The price demonstrated rising investor enthusiasm as the IPO date approached — the fitness tracker company’s stock had first projected to sell at around $14 to 16 per share. Because of huge demand shown by investors, the offer price was raised to $20 and the company increased the number of shares for sale from 29.9 million to 34.5 million.



The 8-year-old San Francisco-based company makes wearable devices that track health data such as distance walked, calories burned and stairs climbed.
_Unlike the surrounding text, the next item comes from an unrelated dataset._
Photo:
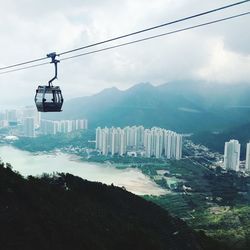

The devices, which range from watches and wristbands to pocket clips, have caught on and Fitbit sold 10.9 million devices and earned over $700 million in revenue last year.

CLSA analyst Ed Maguire thinks Fitbit will benefit significantly from being the first company to go public in what may soon be a crowded market. “Fitbit has taken brand awareness to a far greater level than competitors,” he said.

Some believe Fitbit’s success might be more of a reflection of the profitability of the emerging market than the product itself.

Angelo Zino, an equity analyst at S&P Capital IQ, compared Fitbit’s initial success to that of the Blackberry, a once-dominant smartphone that eventually lost out to Apple’s iPhone. “Fitbit has to find a way to defend the position they’ve built here,” he said.

Alex Gauna, a technology analyst for JMP Securities, said he was optimistic that Fitbit can continue navigating the market, saying, “I don’t think there’s a lot to fear for Fitbit. It’s a clear leader in the market obviously, with more than 11 million units sold last year.”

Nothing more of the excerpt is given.